We are both from old-school feminist roots, but one of the strongest feminist platform planks has always been in support of the freedom of all women to choose ... not just in reproductive issues ... but in how they choose to dress to face the world each day. How they choose to be seen in response to that freedom. If you don't think that matters, then imagine for a moment that you could not wear pants in public or were forbidden to leave your house without covering your head for modesty.
And all this is important because if you step out into the world at all, you will be seen. So, in a long overdue response to her comment, I contend that, since it is inevitable that you will be seen, it is basic civility and a sign of respect for those who will see you to give them at least something interesting to look at.
What you wear makes a difference. Some days, it's only a minuscule difference; putting on a cute cardigan on a day at home alone will keep you warm and cheer you up if it's a cardigan that you really like. But your appearance can also inspire others if your confident (or elegant, or minimal, or edgy, or charming) turnout matches your competence in professional and personal activities. You can support and flatter a friend if you show up at her social event looking like you give a flip about her success as a hostess. She didn't put all that effort into putting together a nice time for friends for you to arrive looking like you just finished cleaning your bathroom and decided to honor her with your ultra casual presence. She should love you any way you look, right? Sort of. How you dress or don't dress says something about your respect for her.

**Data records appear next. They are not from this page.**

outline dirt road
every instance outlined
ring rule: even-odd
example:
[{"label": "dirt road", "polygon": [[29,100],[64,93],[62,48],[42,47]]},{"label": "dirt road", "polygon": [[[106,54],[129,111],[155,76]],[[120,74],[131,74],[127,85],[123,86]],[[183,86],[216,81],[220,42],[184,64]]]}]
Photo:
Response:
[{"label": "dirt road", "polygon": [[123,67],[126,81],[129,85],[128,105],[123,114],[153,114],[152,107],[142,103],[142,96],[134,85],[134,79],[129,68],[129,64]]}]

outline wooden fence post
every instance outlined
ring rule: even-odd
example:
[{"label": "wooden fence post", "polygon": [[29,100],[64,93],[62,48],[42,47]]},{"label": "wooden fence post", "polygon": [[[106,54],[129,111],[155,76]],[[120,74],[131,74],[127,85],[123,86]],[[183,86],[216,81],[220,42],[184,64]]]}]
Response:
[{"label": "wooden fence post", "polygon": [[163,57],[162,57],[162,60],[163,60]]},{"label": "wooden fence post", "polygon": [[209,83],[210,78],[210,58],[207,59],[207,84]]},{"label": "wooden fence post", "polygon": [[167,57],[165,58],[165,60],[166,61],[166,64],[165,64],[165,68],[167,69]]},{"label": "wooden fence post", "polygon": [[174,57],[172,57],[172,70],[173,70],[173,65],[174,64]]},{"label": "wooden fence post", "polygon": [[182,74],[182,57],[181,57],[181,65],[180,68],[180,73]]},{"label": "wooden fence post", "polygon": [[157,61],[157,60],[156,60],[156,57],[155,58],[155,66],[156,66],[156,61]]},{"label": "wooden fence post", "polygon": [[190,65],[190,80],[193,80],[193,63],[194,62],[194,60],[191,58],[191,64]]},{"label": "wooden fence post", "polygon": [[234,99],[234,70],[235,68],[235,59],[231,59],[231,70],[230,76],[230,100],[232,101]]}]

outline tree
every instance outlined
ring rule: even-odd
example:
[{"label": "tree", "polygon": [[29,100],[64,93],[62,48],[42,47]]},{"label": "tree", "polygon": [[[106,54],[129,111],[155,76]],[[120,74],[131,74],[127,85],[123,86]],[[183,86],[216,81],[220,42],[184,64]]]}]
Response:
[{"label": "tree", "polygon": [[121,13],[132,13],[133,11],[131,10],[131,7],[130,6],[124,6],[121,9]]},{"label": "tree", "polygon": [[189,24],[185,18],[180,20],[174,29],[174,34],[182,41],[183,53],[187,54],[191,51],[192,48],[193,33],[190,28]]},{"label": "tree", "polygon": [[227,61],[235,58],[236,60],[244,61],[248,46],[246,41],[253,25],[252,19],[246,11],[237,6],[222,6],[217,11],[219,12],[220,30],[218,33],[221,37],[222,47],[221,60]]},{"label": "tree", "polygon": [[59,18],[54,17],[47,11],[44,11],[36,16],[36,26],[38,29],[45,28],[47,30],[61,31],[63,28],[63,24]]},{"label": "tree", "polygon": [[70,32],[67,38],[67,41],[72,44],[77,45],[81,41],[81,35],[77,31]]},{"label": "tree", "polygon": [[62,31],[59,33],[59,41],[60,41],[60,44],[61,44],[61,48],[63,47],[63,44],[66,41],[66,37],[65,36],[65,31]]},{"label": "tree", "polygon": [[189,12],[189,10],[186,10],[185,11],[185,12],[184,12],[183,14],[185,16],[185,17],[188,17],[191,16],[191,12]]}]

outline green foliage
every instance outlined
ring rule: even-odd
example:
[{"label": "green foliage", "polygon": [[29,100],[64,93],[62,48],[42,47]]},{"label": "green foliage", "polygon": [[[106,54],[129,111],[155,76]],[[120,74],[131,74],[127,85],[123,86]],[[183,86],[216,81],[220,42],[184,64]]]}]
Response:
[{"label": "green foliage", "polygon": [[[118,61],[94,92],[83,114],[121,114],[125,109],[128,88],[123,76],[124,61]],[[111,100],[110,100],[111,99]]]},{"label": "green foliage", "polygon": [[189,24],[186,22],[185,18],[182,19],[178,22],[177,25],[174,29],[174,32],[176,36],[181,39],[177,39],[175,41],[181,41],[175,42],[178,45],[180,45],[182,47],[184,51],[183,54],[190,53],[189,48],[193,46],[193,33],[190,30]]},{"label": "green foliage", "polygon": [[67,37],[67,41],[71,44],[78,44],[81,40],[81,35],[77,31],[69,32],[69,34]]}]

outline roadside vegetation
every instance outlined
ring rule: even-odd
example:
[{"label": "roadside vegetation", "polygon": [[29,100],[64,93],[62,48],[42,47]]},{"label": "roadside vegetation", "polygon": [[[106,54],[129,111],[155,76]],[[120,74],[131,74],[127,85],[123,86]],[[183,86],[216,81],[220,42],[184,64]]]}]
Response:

We all have those buds who are so invested in being the one who is so busy with grave and thoughty matters that, year after year, they show up in mom-jeans, running shoes and tee shirts with pictures of precious pets or socially relevant (but invariably trite) slogans on them. The message is that we must never, ever think that they waste time on anything so trivial as dressing up. The other message that they put out is, whether they know it or not, that they are not fully present in the world we all live in together. And that they are just not bothering to pay attention to the people and events that are shaping the era we live in right now. Whether they know it or not, they have made a style choice, and reflectively, a deeper life choice. Yikes.